Also, the phone plug asks for an acoustic coupler. I'd advise heavily against plugging that into a wall, unless you want a catastrophic short.
Yeah, I seem to remember seeing that sort of plug on Wikipedia at one point or another, but I don't happen to have a cable of that sort on me... at the moment, anyway.

That is very true. I was thinking I'd more just like to plug the thing in and see if I can at least connect to it in a terminal emulator.
As in, over serial? Yeah, that should, theoretically, work.. RS232C was long-standardized by 1983. The Hayes command set, though.. good luck communicating coherently with it once you get it hooked up and talking.
From the general appearance of the board, it is probably safe to conclude that this is not a modem in the modern sense, but in the original sense. That is, you dialed a number on a phone and hooked up an accoustic coupler to the handset and to this guy.
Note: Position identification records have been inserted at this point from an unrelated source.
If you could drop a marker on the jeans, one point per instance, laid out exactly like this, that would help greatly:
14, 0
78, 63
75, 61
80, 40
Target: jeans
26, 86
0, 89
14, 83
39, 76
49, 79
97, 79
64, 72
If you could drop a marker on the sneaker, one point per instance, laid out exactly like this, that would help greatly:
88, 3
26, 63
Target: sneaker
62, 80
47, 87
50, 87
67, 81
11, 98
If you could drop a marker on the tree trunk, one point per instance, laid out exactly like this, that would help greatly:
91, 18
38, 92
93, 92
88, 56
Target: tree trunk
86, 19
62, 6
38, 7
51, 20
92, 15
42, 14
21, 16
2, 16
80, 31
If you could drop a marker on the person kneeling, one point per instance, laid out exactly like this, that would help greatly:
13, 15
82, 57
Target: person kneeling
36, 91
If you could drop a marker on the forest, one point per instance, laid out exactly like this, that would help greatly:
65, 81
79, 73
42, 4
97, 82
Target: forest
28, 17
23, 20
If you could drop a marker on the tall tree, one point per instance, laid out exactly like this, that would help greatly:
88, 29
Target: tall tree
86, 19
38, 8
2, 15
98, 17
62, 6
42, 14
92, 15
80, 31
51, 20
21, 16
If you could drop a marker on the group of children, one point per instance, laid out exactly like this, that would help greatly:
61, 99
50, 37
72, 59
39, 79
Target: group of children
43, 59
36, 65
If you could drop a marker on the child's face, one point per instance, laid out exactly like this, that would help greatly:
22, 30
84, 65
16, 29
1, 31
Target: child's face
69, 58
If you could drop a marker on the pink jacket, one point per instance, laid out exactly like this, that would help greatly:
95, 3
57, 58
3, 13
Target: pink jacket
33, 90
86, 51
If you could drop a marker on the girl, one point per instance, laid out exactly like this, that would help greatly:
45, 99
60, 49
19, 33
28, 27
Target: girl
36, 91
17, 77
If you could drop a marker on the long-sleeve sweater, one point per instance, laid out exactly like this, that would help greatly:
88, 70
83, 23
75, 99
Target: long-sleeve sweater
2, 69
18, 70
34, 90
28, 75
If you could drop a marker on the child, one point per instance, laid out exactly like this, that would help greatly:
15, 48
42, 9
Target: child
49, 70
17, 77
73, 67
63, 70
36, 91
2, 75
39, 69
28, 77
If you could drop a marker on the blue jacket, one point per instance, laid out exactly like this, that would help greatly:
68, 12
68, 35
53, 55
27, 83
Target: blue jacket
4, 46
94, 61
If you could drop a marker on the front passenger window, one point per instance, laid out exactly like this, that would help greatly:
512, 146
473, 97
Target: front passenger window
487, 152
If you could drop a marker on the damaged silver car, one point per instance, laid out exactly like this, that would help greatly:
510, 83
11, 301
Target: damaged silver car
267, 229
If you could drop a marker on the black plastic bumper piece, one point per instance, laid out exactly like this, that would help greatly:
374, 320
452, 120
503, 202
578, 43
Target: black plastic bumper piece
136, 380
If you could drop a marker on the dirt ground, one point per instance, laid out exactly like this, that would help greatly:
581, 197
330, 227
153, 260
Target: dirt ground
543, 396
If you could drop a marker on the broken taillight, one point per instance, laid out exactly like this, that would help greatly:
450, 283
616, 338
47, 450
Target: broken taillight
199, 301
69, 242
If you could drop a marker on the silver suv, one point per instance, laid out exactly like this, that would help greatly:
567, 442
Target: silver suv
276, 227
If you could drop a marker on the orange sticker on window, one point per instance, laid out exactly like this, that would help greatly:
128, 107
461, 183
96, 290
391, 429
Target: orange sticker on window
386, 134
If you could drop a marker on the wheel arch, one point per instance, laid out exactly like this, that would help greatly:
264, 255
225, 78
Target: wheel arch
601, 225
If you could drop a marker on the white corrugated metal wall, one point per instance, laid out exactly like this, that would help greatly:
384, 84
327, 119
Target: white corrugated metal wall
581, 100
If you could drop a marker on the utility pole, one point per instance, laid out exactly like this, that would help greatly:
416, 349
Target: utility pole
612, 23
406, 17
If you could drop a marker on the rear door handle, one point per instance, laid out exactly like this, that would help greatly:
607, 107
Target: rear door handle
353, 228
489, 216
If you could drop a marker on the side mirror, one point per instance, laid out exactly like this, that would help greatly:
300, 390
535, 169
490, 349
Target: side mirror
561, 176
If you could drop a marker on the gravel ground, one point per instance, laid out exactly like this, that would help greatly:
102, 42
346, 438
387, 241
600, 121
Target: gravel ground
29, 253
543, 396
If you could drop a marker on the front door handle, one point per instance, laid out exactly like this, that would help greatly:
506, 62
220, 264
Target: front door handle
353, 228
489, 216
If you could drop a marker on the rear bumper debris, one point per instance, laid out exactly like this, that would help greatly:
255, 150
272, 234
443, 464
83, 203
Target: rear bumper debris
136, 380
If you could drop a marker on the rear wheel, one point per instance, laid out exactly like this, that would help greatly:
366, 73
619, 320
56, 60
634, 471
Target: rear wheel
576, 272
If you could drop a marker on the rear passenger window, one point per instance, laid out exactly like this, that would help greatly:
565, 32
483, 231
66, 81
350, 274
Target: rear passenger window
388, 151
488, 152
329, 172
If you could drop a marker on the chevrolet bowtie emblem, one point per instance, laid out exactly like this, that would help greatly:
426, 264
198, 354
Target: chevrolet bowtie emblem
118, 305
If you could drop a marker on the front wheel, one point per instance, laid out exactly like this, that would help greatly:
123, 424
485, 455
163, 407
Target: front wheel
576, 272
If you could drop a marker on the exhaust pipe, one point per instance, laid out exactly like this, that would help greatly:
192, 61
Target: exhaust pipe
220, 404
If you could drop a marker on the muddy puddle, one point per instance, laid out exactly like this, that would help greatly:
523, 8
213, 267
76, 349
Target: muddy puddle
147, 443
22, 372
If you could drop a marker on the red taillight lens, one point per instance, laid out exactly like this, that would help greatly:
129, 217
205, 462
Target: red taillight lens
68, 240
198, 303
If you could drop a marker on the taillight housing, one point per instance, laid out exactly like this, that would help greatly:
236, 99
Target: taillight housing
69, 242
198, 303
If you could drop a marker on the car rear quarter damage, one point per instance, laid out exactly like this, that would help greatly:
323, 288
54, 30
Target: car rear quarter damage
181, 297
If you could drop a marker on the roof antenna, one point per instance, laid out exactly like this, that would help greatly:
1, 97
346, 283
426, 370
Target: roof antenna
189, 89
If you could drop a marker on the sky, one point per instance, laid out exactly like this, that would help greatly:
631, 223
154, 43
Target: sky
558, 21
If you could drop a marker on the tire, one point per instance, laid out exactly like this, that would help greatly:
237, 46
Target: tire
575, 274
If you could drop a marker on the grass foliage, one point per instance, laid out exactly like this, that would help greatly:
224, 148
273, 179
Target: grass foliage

Can't read the part numbers, but I'd guess that the chips are all 74xx discrete logic components and so your chance of this thing speaking any command set, much less Hayes, is slim.

Let me know, though.


June 6 2005, 21:19:17 UTC 11 years ago

I couldn't find any 74xx chips from looking at the pics, but they are 74xx-like, very discrete. One was a darlington transistor array, and another was three separate NAND gates and one inverter. So, yeah, pretty basic stuff.